Phoenix still have the website to herself at the moment. Zero’s looking into it now, but we’re as puzzled as you are. We’re neither sure of how the bug got there, nor are we entirely positive on how it should be removed.
All books are still going according to plan. So that’s that.
And now, for some lore-related matters…
Truman’s decision was pretty simple. After conversing with Iowa, he had reached the conclusion that the “shipgirls” are likely to originate from countries with strong naval traditions. Britain was the logical choice – it’s a US ally and have the most to lose from an Abyssal invasion. At the time, Truman did not think to ask if Iowa had recalled meeting any non-Allied shipgirls. While no harm was caused in the context of this erroneous assumption (though, hilariously enough, the Japanese were in for a nasty shock when they realized that Japan wasn’t the only country with shipgirls sometimes later in the 60s) the US seriously pondered the possibility of well, applying shipgirls to contemporary politics. The temptation of having Iowa go public and shock the Soviets was very strong, after all.
It was for this reason that Stalin was not informed until around the end of the Truman presidency. The first was that Truman had to balance the benefits to the US to the world at large. The second was that the Korean War was in full-swing, and Stalin – while curious about this particular matter – did not seem at all interested in communicating with the US directly. Given that the USSR does not have a strong naval tradition (and again, Iowa did not recall meeting any Soviet shipgirls, but she remembers plenty of American and at least a few British and other Allied ones), Truman didn’t really push, either.
(I should note, from a creator’s purpose, that choosing for Pacific’s timeline to begin during the Truman presidency is very, very intentional. Specifically, many shipgirl works or shipgirl type works like to take their tales towards the route of high fantasy-super hero fiction. Shipgirls – if they are in possession of innate powers or even very high tech equipment – tend to play the role of something like the Justice League. They become the drivers of world politics and the entire world’s spotlight is on them. Through that, I often see the creation of some remarkably idealized societies, where the existence of shipgirls seem to solve a lot of problems as if by magic. The alternative, and you see this quite a bit as well, is that shipgirls become something like a type of doomsday weapon. Politics are decided by shipgirls. World events are influenced by shipgirls to a gigantic degree. In some works I’ve even seen shipgirls “dueling” each other, and resolving thousand-year long ethnic or national conflicts with a simple trial by combat.

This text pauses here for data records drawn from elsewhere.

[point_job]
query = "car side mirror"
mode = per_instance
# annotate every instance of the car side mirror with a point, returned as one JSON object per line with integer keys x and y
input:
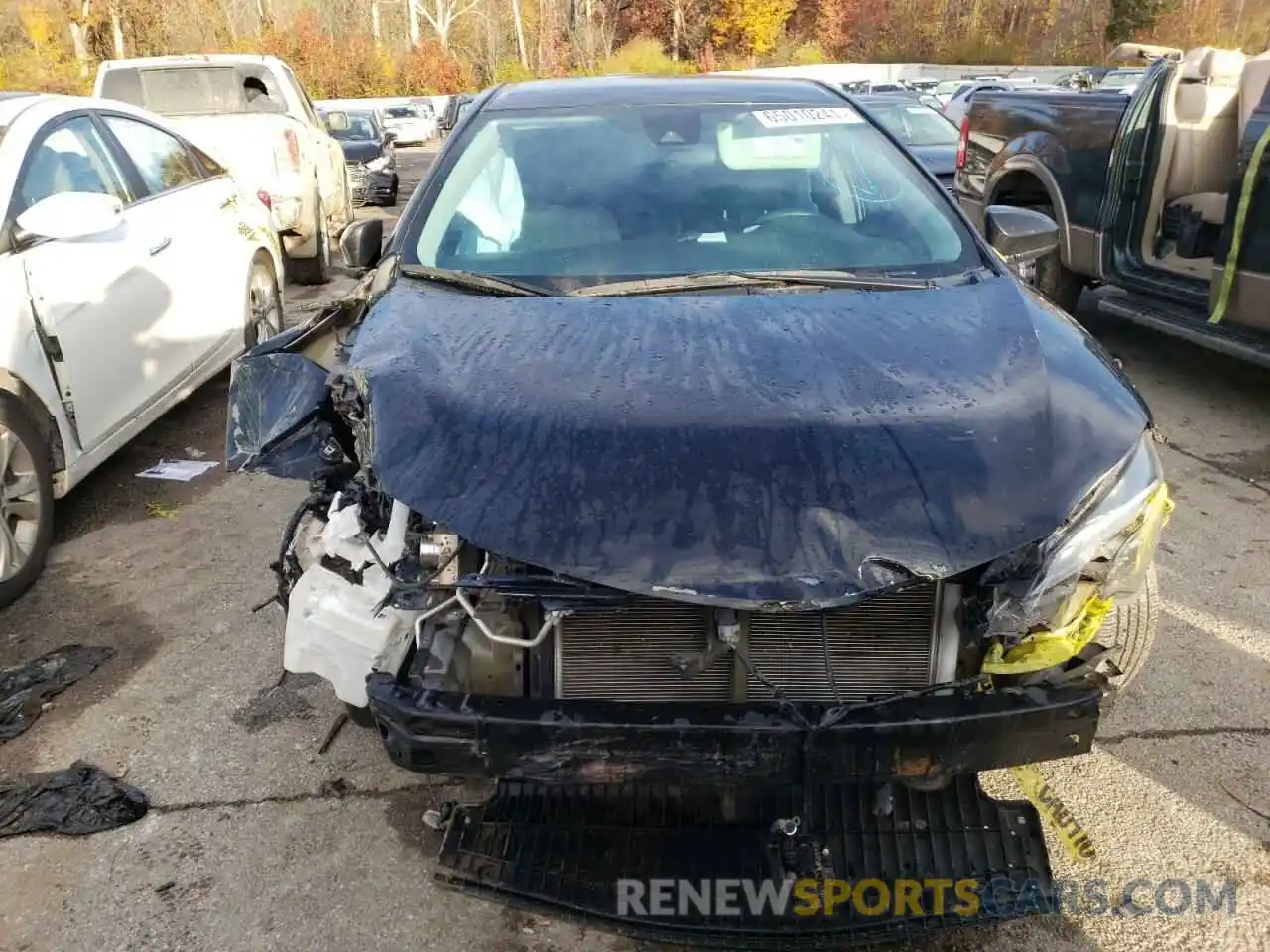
{"x": 71, "y": 214}
{"x": 362, "y": 244}
{"x": 1020, "y": 234}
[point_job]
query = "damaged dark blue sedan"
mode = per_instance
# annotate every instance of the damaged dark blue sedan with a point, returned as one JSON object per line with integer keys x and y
{"x": 689, "y": 467}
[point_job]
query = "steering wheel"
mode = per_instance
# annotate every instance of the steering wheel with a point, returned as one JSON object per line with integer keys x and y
{"x": 786, "y": 213}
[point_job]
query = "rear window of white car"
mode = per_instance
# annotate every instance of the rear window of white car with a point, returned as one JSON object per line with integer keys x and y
{"x": 187, "y": 90}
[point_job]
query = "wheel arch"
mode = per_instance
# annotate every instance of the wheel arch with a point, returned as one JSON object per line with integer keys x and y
{"x": 1023, "y": 181}
{"x": 12, "y": 384}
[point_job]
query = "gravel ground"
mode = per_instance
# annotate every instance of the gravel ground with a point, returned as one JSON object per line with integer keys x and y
{"x": 257, "y": 842}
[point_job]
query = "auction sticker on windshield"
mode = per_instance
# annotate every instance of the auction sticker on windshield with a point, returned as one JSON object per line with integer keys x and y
{"x": 832, "y": 116}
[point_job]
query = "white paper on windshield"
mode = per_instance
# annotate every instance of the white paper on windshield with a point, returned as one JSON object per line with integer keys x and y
{"x": 830, "y": 116}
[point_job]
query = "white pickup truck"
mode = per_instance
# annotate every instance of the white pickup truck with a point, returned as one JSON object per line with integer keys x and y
{"x": 250, "y": 113}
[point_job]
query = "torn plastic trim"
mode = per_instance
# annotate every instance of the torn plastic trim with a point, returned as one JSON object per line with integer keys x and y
{"x": 1080, "y": 615}
{"x": 1049, "y": 649}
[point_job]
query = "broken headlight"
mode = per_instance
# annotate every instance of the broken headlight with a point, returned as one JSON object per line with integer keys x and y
{"x": 1101, "y": 552}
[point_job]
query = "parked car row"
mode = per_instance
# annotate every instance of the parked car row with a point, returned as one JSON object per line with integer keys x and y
{"x": 254, "y": 117}
{"x": 414, "y": 121}
{"x": 370, "y": 154}
{"x": 132, "y": 268}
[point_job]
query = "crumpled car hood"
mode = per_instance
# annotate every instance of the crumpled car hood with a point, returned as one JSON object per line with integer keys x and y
{"x": 772, "y": 449}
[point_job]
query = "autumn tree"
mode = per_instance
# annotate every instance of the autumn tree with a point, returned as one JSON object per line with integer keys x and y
{"x": 752, "y": 26}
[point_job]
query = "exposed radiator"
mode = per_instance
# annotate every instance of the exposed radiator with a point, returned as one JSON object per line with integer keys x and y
{"x": 880, "y": 647}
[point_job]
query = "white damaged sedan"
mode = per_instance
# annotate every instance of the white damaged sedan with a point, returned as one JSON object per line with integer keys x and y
{"x": 132, "y": 270}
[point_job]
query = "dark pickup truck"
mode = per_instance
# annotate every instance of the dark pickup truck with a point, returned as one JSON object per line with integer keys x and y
{"x": 1152, "y": 193}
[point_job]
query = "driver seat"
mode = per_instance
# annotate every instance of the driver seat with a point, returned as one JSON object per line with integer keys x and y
{"x": 1206, "y": 144}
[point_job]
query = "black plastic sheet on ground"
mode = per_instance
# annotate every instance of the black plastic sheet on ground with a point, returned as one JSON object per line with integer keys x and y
{"x": 26, "y": 688}
{"x": 80, "y": 800}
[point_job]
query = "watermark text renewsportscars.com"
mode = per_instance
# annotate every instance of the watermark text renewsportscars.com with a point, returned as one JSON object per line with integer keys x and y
{"x": 921, "y": 897}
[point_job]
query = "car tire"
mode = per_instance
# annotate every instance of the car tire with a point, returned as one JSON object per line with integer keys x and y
{"x": 1053, "y": 280}
{"x": 26, "y": 463}
{"x": 317, "y": 270}
{"x": 262, "y": 315}
{"x": 361, "y": 716}
{"x": 1132, "y": 630}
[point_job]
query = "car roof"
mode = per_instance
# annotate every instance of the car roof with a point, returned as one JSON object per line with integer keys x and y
{"x": 178, "y": 60}
{"x": 651, "y": 90}
{"x": 884, "y": 99}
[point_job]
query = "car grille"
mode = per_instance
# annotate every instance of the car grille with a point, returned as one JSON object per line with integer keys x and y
{"x": 883, "y": 645}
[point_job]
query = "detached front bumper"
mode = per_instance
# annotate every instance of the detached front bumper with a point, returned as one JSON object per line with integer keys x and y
{"x": 579, "y": 742}
{"x": 818, "y": 867}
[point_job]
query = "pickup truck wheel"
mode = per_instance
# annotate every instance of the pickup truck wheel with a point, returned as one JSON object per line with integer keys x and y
{"x": 26, "y": 499}
{"x": 1052, "y": 280}
{"x": 1132, "y": 629}
{"x": 317, "y": 270}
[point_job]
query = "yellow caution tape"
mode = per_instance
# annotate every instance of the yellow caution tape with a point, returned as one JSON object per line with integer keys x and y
{"x": 1051, "y": 806}
{"x": 1241, "y": 217}
{"x": 1049, "y": 648}
{"x": 1053, "y": 648}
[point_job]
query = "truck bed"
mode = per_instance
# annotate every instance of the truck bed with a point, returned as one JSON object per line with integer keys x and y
{"x": 1071, "y": 135}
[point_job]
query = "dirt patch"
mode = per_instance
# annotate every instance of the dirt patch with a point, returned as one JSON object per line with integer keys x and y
{"x": 404, "y": 814}
{"x": 1252, "y": 466}
{"x": 114, "y": 494}
{"x": 277, "y": 703}
{"x": 64, "y": 607}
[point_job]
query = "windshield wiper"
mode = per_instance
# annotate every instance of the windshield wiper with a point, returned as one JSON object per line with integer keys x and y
{"x": 475, "y": 281}
{"x": 765, "y": 278}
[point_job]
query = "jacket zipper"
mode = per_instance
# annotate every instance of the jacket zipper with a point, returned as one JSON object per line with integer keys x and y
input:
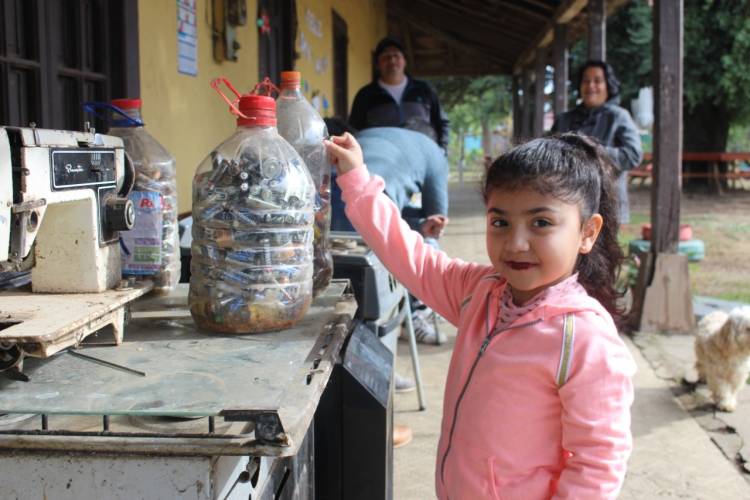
{"x": 485, "y": 344}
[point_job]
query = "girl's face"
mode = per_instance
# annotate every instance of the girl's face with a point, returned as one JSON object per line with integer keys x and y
{"x": 594, "y": 87}
{"x": 533, "y": 240}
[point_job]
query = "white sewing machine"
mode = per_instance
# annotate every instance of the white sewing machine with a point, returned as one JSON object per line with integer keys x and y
{"x": 64, "y": 195}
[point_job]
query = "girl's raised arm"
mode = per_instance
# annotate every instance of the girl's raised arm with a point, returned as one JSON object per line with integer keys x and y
{"x": 439, "y": 281}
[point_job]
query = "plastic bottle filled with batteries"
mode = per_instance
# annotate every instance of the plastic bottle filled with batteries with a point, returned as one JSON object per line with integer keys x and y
{"x": 304, "y": 129}
{"x": 152, "y": 247}
{"x": 253, "y": 215}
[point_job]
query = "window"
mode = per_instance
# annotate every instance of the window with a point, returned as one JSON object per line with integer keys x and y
{"x": 56, "y": 54}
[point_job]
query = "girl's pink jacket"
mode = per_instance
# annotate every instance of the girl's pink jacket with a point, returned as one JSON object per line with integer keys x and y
{"x": 508, "y": 430}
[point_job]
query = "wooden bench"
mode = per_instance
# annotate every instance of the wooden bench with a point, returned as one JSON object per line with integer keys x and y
{"x": 713, "y": 159}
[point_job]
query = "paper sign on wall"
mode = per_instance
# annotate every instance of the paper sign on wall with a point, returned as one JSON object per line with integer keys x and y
{"x": 187, "y": 37}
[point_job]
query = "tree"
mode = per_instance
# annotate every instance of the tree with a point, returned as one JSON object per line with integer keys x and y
{"x": 475, "y": 103}
{"x": 717, "y": 71}
{"x": 716, "y": 66}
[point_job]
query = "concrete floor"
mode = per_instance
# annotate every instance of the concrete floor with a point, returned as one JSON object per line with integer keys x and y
{"x": 673, "y": 456}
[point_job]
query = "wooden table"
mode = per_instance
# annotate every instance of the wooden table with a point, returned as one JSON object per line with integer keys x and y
{"x": 712, "y": 158}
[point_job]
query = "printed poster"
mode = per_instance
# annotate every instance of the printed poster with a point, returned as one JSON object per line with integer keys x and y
{"x": 187, "y": 37}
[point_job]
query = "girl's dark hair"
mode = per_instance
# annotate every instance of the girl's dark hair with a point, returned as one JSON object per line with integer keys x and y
{"x": 613, "y": 84}
{"x": 573, "y": 168}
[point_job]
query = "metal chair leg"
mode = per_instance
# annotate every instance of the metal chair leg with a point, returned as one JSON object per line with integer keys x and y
{"x": 413, "y": 351}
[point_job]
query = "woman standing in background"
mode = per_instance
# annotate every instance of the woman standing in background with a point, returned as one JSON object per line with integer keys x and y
{"x": 600, "y": 116}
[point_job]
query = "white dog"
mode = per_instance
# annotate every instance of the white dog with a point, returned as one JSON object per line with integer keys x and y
{"x": 722, "y": 352}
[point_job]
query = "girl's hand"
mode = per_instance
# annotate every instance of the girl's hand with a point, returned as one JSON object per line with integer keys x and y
{"x": 434, "y": 225}
{"x": 345, "y": 152}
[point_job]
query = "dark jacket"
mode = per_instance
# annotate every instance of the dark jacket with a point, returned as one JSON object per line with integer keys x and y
{"x": 419, "y": 110}
{"x": 612, "y": 126}
{"x": 409, "y": 163}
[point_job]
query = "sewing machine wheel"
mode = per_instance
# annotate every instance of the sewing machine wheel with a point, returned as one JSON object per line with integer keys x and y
{"x": 10, "y": 356}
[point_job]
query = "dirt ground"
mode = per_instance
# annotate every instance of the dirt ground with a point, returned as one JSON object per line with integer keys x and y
{"x": 723, "y": 223}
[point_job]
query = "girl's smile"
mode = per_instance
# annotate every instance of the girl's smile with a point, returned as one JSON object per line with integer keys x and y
{"x": 533, "y": 240}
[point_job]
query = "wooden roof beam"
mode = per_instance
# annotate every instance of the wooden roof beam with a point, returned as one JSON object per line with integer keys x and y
{"x": 564, "y": 13}
{"x": 429, "y": 28}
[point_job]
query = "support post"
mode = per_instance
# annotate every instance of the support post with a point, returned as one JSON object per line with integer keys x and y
{"x": 597, "y": 13}
{"x": 527, "y": 104}
{"x": 515, "y": 89}
{"x": 560, "y": 62}
{"x": 540, "y": 67}
{"x": 662, "y": 301}
{"x": 666, "y": 188}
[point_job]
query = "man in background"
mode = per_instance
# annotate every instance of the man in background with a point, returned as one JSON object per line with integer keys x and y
{"x": 395, "y": 99}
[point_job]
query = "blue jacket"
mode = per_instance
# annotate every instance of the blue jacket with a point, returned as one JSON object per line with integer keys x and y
{"x": 410, "y": 163}
{"x": 419, "y": 110}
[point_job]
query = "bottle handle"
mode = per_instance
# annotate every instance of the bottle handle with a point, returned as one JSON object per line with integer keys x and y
{"x": 232, "y": 104}
{"x": 267, "y": 85}
{"x": 94, "y": 107}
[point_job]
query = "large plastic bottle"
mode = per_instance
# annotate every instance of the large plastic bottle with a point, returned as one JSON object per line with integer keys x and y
{"x": 156, "y": 187}
{"x": 253, "y": 200}
{"x": 302, "y": 126}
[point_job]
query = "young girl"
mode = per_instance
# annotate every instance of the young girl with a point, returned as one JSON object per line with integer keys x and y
{"x": 538, "y": 394}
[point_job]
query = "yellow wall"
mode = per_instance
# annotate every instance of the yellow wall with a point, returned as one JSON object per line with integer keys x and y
{"x": 188, "y": 117}
{"x": 366, "y": 25}
{"x": 183, "y": 112}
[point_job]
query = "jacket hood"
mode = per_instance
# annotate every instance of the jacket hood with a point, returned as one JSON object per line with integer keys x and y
{"x": 572, "y": 298}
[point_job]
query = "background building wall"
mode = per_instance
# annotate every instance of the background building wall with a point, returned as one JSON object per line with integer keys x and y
{"x": 190, "y": 119}
{"x": 366, "y": 25}
{"x": 183, "y": 112}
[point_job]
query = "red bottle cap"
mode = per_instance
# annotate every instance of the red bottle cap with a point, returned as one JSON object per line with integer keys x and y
{"x": 290, "y": 79}
{"x": 259, "y": 110}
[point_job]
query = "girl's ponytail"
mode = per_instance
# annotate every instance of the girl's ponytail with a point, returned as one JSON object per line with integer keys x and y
{"x": 597, "y": 270}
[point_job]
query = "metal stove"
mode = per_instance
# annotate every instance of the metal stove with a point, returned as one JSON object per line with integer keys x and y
{"x": 174, "y": 412}
{"x": 380, "y": 298}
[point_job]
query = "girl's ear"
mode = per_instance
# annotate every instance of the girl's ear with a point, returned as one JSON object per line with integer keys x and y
{"x": 590, "y": 232}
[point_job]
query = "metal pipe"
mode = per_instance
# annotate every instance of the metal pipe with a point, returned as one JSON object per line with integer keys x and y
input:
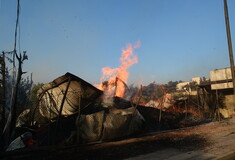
{"x": 229, "y": 44}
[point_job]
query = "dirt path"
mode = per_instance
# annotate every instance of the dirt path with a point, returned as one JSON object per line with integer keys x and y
{"x": 220, "y": 144}
{"x": 214, "y": 140}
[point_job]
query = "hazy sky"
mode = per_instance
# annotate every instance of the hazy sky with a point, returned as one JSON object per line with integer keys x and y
{"x": 180, "y": 39}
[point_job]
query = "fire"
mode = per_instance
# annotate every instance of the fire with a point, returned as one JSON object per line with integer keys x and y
{"x": 113, "y": 78}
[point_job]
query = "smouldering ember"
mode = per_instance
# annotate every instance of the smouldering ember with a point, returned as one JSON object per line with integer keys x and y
{"x": 112, "y": 79}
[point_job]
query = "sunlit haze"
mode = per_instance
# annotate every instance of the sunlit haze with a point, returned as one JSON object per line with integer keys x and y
{"x": 180, "y": 39}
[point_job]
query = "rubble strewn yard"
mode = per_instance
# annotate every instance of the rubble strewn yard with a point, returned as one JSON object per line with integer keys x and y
{"x": 214, "y": 140}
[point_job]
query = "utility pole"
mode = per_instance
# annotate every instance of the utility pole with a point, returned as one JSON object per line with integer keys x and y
{"x": 229, "y": 44}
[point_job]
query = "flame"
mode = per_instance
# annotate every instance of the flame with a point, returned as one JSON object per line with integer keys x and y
{"x": 114, "y": 77}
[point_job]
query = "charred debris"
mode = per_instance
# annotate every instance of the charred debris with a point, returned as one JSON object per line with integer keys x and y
{"x": 70, "y": 111}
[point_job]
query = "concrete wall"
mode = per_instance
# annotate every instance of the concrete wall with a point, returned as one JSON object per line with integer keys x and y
{"x": 221, "y": 74}
{"x": 229, "y": 109}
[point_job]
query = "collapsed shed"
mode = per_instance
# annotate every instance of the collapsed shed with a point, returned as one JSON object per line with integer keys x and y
{"x": 76, "y": 107}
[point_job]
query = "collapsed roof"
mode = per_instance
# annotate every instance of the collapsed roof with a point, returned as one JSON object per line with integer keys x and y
{"x": 80, "y": 95}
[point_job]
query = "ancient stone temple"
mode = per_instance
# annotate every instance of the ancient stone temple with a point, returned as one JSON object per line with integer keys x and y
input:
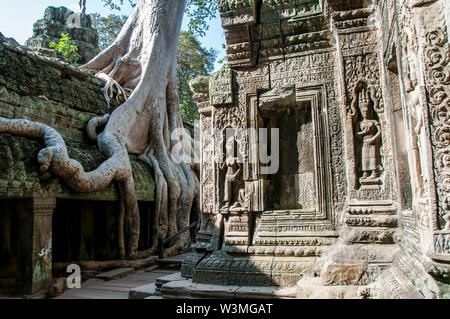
{"x": 58, "y": 20}
{"x": 42, "y": 221}
{"x": 357, "y": 202}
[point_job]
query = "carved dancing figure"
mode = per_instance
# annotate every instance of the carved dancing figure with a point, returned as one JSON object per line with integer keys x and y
{"x": 83, "y": 6}
{"x": 232, "y": 175}
{"x": 370, "y": 134}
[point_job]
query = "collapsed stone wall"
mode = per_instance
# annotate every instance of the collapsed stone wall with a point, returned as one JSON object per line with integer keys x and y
{"x": 62, "y": 20}
{"x": 39, "y": 211}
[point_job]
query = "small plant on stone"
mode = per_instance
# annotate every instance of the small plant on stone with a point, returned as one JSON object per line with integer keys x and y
{"x": 66, "y": 47}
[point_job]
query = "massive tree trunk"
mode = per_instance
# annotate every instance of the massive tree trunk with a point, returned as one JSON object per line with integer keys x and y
{"x": 143, "y": 60}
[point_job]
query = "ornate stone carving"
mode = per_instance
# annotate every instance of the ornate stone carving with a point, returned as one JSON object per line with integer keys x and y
{"x": 368, "y": 137}
{"x": 437, "y": 57}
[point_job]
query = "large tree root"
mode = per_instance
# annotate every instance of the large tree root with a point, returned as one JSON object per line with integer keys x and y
{"x": 55, "y": 157}
{"x": 142, "y": 59}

I am not particularly interested in that particular type of world-building. To me, the interesting thing is thinking about how historical figures may have responded to changes (thanks to the Abyssals), and my shipgirls and other characters only play a role in it. I also feel like simply using shipgirls to solve all international disputes or national problems is … too simple of a solution. It undervalues the extremely difficult questions leaders have to ask themselves, and reduce any potential complexity down to a JRPG-esque “who has more power” or “who has a higher power level.”
So, towards that end, Pacific’s atmosphere is strictly one where shipgirls are behind the scenes. Spy-flick. X-COM. Intrigue. I’ve heard all of these terms used to describe Pacific, and they aren’t wrong. However, in order to achieve something like this, I need to create a credible precedent. After all, much like the above situation, the readers (and I) are likely to ask ourselves: why set the story in this way?
From Truman’s perspective, the atomic bomb played an integral role in the development of his worldview. The newfound power of matters nuclear really, really gave him a perspective on leadership that no other US president to date has had to face. Quote below, from a State of the Union.
We have no reason to think that the stage we have now reached in the release of atomic energy will be the last. Indeed, the speed of our scientific and technical progress over the last seven years shows no signs of abating. We are being hurried forward, in our mastery of the atom, from one discovery to another, toward yet unforeseeable peaks of destructive power.
Inevitably, until we can reach international agreement, this is the path we must follow. And we must realize that no advance we make is unattainable by others, that no advantage in this race can be more than temporary.
The war of the future would be one in which man could extinguish millions of lives at one blow, demolish the great cities of the world, wipe out the cultural achievements of the past–and destroy the very structure of a civilization that has been slowly and painfully built up through hundreds of generations.
Such a war is not a possible policy for rational men. We know this, but we dare not assume that others would not yield to the temptation science is now placing in their hands.
To Truman, the Abyssal threat represents something very similar to the powers unleashed by the atomic bomb. He is acutely aware that he is a man of an era past, and he is living to see the end of his era – the era of himself and Lenin (in the same speech he comments to Stalin that Lenin wrote before the nuclear bomb) – and the beginning of a new one.
The solution to new problems and new threats that arise will not be through technology or superior force of arms. Rather, as Truman stated…
Our ultimate strength lies, not alone in arms, but in the sense of moral values and moral truths that give meaning and vitality to the purposes of free people. These values are our faith, our inspiration, the source of our strength and our indomitable determination.
We face hard tasks, great dangers. But we are Americans and we have faced hardships and uncertainty before, we have adjusted before to changing circumstances. Our whole history has been a steady training for the work it is now ours to do.
No one can lose heart for the task, none can lose faith in our free ways, who stops to remember where we began, what we have sought, and what accomplished, all together as Americans.
I have lived a long time and seen much happen in our country. And I know out of my own experience, that we can do what must be done.
When I think back to the country I grew up in–and then look at what our country has become–I am quite certain that having done so much, we can do more.
Much like how a nuclear bomb will not and cannot solve all of America’s problems, Truman believes that shipgirls cannot be the one-stop solution to America’s problems either. If America is to survive, then, we must come together.